The new study adds to our complicated, and conflicting, understanding of how sodium influences immune function. While some research shows high sodium in the blood can actually make the immune system work overtime and boost T-cell production, other studies have demonstrated that high sodium can promote hypertension and immune-mediated diseases.

A high salt diet is generally assumed to be "immunostimulatory," or boost immune system activity, Kurts explains.

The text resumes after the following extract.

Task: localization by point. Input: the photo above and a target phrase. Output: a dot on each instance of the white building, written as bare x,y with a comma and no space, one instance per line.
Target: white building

It has been shown to activate macrophages, another important immune cell that eats foreign material and bacteria.

But an immune boost isn't always a good thing and research suggests too much salt can create an excessive immune response.

"We are the first to show an immunosuppressive effect," Kurts says. "A high salt diet suppresses another important immune cell type, the neutrophils, which defend us against bacteria."

More research, in humans, is needed to figure out exactly how salt influences the immune system.

How much salt is too much?

Salt is an essential electrolyte that helps our nerves and muscles function optimally. But it turns out, the average person is overdoing it. All of our processed food contains "heaps of salt" Kurts says, especially junk food.

Keeping salt below the recommended threshold — the Centers for Disease Control suggests adults consume no more than one teaspoon of salt or 2300 milligrams of sodium daily — should help people avoid a negative effect on immune function.

"Our findings suggest that the daily recommended intake of around 1 teaspoon, equivalent to 1.5 Big Mac meals, should not be exceeded too much," Kurts says.

This amount of salt seems "appropriate to the immune system," Kurt says. Most Americans consume at least 1.5 teaspoons of salt per day — an unfortunate reality when examined through the lens of this new study.

Abstract: The Western diet is rich in salt, which poses various health risks. A high-salt diet (HSD) can stimulate immunity through the nuclear factor of activated T cells 5 (Nfat5)–signaling pathway, especially in the skin, where sodium is stored. The kidney medulla also accumulates sodium to build an osmotic gradient for water conservation. Here, we studied the effect of an HSD on the immune defense against uropathogenic E. coli–induced pyelonephritis, the most common kidney infection. Unexpectedly, pyelonephritis was aggravated in mice on an HSD by two mechanisms. First, on an HSD, sodium must be excreted; therefore, the kidney used urea instead to build the osmotic gradient. However, in contrast to sodium, urea suppressed the antibacterial functionality of neutrophils, the principal immune effectors against pyelonephritis. Second, the body excretes sodium by lowering mineralocorticoid production via suppressing aldosterone synthase. This caused an accumulation of aldosterone precursors with glucocorticoid functionality, which abolished the diurnal adrenocorticotropic hormone–driven glucocorticoid rhythm and compromised neutrophil development and antibacterial functionality systemically. Consistently, under an HSD, systemic Listeria monocytogenes infection was also aggravated in a glucocorticoid-dependent manner. Glucocorticoids directly induced Nfat5 expression, but pharmacological normalization of renal Nfat5 expression failed to restore the antibacterial defense. Last, healthy humans consuming an HSD for 1 week showed hyperglucocorticoidism and impaired antibacterial neutrophil function. In summary, an HSD suppresses intrarenal neutrophils Nfat5-independently by altering the local microenvironment and systemically by glucocorticoid-mediated immunosuppression. These findings argue against high-salt consumption during bacterial infections.